Son tanto un límite como una bendición. Sobre el límite
nos apoyamos aunque, también, nos atascamos. La bendición
señala como significante la dirección necesaria a
seguir para hacer de su empuje una fuerza expansiva. Dejar atrás
una emoción es estar mas cerca del Alma. Dejar atrás
una emoción es sanar apegos. Sanar una emoción es
ser mas libres.
Para
lograr sanar una emoción primero hay que convocarla, hay
que sentirla, ya que, no se la puede sanar nada en ausencia. Y sentirla
intensamente, porque, no se puede dejar atrás lo que no se
vive primero intensamente. Los remedios florales aquí son,
justamente, el instrumento, para sentir intensamente la presencia
de una emoción que por olvidada e ignorada nos enferma.
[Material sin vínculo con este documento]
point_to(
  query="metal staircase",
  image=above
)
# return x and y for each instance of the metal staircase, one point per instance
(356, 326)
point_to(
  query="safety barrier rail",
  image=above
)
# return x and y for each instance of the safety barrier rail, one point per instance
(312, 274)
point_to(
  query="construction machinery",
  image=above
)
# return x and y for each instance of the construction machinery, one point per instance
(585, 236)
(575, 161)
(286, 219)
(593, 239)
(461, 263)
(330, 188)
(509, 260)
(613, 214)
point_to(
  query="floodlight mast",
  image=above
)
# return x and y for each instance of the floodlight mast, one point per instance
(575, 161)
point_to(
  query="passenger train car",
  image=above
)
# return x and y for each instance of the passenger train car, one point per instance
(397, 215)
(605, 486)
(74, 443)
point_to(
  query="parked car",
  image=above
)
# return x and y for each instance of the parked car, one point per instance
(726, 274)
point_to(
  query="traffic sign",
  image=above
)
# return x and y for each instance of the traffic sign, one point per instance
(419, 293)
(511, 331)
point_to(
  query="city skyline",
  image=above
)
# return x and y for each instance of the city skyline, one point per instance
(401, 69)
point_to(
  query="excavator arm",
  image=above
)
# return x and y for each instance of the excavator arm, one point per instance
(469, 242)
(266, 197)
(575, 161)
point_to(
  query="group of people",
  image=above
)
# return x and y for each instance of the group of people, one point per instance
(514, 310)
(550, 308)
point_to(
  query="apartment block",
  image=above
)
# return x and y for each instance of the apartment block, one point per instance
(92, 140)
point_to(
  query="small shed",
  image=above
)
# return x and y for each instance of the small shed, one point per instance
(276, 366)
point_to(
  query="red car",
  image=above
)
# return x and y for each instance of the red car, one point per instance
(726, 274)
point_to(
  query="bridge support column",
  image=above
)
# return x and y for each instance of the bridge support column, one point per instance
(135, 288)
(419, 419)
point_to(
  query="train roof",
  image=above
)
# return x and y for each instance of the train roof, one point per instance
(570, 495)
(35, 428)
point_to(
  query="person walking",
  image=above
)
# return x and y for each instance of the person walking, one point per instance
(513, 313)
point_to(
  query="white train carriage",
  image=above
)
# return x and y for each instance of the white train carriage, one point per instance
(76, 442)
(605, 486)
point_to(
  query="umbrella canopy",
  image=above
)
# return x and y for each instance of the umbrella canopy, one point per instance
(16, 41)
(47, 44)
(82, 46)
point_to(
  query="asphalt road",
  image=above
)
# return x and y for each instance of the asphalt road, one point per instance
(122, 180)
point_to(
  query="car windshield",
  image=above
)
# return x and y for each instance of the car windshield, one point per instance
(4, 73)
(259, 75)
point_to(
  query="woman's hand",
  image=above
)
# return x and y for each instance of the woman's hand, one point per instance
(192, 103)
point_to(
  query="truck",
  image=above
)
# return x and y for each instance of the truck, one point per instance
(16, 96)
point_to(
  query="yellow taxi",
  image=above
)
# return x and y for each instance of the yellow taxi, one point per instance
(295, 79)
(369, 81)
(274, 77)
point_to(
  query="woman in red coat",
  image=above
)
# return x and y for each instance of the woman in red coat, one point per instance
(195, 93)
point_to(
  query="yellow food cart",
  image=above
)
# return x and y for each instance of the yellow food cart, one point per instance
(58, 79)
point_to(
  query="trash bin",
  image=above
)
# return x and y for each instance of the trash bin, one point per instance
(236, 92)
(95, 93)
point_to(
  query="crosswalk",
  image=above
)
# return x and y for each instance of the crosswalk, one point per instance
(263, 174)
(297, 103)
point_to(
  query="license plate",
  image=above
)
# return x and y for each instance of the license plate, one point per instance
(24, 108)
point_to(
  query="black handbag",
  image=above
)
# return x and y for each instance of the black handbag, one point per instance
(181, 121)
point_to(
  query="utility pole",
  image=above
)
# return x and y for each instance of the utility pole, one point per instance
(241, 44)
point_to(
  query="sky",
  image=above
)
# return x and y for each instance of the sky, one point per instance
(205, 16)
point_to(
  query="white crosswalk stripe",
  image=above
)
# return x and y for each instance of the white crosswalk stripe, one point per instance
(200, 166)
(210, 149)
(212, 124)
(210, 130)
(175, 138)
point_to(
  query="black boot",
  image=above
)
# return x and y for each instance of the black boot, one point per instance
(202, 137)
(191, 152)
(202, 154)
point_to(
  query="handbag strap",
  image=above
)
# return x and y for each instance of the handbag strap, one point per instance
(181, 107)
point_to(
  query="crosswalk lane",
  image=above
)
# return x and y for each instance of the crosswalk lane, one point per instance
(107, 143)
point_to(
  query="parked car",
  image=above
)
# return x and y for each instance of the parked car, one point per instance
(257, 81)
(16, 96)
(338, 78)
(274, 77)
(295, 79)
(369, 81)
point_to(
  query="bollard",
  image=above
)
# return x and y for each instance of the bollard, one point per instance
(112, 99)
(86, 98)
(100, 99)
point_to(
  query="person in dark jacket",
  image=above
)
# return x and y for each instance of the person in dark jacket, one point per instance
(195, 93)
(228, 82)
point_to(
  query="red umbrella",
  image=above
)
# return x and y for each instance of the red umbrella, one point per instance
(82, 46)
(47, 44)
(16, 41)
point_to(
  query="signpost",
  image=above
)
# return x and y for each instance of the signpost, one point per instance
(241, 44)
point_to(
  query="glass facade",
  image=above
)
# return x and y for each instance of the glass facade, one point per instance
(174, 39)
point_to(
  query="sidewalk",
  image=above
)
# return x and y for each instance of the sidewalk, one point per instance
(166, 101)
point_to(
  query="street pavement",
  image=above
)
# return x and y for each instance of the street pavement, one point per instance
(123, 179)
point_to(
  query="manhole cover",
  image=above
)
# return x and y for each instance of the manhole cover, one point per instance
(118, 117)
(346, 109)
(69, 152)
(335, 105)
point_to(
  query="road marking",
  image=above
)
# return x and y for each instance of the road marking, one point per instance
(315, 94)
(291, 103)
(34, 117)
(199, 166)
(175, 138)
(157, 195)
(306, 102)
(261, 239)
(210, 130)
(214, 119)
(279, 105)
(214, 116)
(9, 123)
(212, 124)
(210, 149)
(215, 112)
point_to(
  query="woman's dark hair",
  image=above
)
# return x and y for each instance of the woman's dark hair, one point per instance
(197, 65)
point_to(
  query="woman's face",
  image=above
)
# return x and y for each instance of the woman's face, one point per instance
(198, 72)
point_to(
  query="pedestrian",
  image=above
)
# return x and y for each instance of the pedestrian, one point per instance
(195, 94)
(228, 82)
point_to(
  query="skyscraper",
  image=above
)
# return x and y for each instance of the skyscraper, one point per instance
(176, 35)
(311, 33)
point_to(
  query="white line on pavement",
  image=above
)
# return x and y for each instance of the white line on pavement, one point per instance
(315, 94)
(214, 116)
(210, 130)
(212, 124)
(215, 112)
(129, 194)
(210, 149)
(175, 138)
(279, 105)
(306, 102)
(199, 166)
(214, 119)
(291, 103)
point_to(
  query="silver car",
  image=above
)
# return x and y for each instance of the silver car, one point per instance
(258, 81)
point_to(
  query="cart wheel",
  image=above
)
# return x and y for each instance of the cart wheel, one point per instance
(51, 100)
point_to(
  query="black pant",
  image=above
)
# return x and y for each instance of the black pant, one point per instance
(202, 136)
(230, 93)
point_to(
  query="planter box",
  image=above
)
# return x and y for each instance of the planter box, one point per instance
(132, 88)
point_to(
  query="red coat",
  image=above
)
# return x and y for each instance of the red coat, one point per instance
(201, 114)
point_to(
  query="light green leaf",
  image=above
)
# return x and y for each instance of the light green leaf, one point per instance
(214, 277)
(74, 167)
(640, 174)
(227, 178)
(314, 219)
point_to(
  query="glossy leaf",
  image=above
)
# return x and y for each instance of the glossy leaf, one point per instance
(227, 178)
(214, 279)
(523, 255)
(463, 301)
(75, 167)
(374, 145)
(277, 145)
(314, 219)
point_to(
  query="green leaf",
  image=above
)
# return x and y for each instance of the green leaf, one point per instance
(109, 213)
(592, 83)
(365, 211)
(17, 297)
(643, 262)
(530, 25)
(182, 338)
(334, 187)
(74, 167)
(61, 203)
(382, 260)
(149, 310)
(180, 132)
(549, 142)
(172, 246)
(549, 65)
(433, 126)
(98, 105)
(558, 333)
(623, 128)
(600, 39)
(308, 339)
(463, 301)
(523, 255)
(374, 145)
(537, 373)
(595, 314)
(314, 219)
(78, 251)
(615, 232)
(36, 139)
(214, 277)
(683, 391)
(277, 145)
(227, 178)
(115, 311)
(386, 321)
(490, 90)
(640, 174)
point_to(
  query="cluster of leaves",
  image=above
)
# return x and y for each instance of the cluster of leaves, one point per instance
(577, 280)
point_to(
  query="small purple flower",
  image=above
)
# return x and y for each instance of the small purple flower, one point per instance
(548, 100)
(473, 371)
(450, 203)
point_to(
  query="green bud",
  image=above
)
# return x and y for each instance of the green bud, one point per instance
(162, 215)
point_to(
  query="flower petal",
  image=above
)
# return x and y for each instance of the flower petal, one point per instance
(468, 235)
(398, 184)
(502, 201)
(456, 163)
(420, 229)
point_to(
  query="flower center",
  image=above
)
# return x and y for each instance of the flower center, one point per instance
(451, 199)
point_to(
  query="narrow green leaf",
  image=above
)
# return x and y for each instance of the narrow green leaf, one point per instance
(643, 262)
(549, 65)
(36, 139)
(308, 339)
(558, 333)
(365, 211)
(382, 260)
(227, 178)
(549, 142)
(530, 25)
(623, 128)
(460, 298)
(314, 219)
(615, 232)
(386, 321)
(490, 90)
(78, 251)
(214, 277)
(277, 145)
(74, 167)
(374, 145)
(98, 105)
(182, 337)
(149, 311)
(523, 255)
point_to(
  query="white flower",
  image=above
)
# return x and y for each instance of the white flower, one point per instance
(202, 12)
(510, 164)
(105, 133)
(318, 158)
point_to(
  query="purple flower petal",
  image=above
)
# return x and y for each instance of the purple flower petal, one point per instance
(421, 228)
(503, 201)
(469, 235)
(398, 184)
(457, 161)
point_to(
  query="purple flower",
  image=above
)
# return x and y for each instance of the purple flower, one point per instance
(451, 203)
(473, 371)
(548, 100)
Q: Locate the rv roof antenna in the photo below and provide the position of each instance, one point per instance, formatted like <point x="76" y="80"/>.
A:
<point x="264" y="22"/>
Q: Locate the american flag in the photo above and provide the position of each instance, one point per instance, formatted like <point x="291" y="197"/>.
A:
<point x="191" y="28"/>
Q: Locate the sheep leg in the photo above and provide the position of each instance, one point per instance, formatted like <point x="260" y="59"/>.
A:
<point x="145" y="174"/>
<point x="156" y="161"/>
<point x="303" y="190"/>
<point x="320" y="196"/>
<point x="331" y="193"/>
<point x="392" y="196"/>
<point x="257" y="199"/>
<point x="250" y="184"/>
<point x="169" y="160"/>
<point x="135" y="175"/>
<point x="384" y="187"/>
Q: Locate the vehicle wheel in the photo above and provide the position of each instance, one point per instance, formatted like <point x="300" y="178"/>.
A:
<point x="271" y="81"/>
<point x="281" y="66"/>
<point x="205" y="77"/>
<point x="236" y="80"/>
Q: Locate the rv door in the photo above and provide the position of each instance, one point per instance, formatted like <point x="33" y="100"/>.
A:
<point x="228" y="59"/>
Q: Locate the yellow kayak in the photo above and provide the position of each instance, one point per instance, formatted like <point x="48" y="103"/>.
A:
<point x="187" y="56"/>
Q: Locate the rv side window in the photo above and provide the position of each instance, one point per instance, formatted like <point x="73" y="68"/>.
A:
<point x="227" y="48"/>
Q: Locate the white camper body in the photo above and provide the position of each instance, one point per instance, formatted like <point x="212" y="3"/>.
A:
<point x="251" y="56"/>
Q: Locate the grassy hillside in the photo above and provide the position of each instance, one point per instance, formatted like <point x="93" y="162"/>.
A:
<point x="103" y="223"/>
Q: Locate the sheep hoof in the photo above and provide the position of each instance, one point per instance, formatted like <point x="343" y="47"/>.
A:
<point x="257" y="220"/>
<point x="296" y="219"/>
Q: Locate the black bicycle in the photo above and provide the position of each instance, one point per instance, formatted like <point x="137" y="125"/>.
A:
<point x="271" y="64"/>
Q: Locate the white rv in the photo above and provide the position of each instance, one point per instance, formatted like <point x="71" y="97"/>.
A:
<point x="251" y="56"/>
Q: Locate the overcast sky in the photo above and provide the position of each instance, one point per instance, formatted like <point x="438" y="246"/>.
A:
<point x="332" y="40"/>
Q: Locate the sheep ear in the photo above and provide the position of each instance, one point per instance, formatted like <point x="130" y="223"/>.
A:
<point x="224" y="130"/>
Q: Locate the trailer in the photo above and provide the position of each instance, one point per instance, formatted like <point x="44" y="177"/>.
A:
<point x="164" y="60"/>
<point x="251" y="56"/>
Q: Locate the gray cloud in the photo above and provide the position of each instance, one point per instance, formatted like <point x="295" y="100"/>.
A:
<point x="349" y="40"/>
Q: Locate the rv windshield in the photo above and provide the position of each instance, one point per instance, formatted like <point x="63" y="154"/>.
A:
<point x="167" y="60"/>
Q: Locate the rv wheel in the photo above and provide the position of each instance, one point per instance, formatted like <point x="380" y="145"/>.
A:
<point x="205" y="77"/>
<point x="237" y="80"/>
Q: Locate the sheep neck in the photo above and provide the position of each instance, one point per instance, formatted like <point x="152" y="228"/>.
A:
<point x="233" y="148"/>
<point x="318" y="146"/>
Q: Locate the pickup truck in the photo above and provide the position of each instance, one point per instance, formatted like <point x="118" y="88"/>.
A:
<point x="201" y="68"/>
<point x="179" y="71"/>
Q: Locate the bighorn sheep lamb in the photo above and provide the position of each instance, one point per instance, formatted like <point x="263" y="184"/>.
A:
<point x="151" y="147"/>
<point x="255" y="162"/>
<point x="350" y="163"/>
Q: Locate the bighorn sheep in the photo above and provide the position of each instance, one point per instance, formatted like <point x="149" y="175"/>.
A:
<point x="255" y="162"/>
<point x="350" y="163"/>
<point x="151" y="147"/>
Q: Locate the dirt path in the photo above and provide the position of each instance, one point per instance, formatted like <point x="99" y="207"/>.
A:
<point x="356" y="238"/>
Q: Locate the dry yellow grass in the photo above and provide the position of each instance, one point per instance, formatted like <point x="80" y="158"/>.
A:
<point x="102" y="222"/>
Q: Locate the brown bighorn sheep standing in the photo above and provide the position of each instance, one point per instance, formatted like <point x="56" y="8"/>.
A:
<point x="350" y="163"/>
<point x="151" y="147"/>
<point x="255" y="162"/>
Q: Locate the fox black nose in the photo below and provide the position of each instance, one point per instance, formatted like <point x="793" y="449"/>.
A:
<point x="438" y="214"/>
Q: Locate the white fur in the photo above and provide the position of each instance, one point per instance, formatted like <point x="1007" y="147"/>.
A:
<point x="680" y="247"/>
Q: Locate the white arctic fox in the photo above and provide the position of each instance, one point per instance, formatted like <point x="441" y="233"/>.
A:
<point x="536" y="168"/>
Una
emoción que es una ausencia en la conciencia y que por esta
condición se ha vuelto eficaz para forjar mil maneras de
hacernos saber que existe aunque el Yo quiera jugar a ignorarla.
Cierre
En
la clínica la teoría toma cuerpo, naufraga, se astilla
o se consolida. Pero aún en todas sus variantes siempre hace
luz porque aún en los errores, y más en ellos, nos
permite avanzar en el conocimiento. La clínica nos permite
descubrir no tanto lo que se muestra si no mas lo que se oculta.
Lo que desde un lugar ausente se convierte en al causa real del
padecer. La teoría nos permite explicar la naturaleza de
los procesos de privación de presencia y de los retornos
disfrazados de aquello que falta a la conciencia. Que llamemos por
nombres distintos la carencia no tiene que hacernos perder de vista
que estamos discurriendo sobre un mismo terreno que conceptualizamos
de modos diferentes. Claro que las miradas distintas importan, pero
no para separar y distanciar las prácticas terapéuticas
entre si, sino para poder comprender que son saberes particulares
no el Saber.
El
Psicoanálisis nutre el pensar y la práctica terapéutica,
tanto como la Terapia Floral, y entre ambos campos existen vasos
comunicantes que nos trascienden. Si nos aislamos en la teoría
como fortalezas que defienden nuestras creencias no hacemos más
que estar solidificados en nuestros apegos que nos impiden evolucionar.
Y es ahí donde la clínica nos vuelve a encaminar por
el sendero adecuado: la experiencia. Las teorías pueden separarnos,
la experiencia nos acerca. Y la experiencia clínica, de comprometerse
con el dolor ajeno, nos nutre de la humildad suficiente para no
dejarnos tentar por las estériles lógicas de la perfección
del pensamiento para situarnos en el ámbito de lo que erradicando
la ignorancia cura: una relación. Por esto, en este evento
de Clínica y Psicoanálisis, me permito recordar que
el Psicoanálisis nace de una relación. Y que esto
es lo verdaderamente importante: una relación curativa en
donde la interpretación es tanto energía como un remedio
floral lo es y ambos instrumentos muestran la verdad de, lo que
Claude Levi-Strauss llamara, la eficacia de lo simbólico.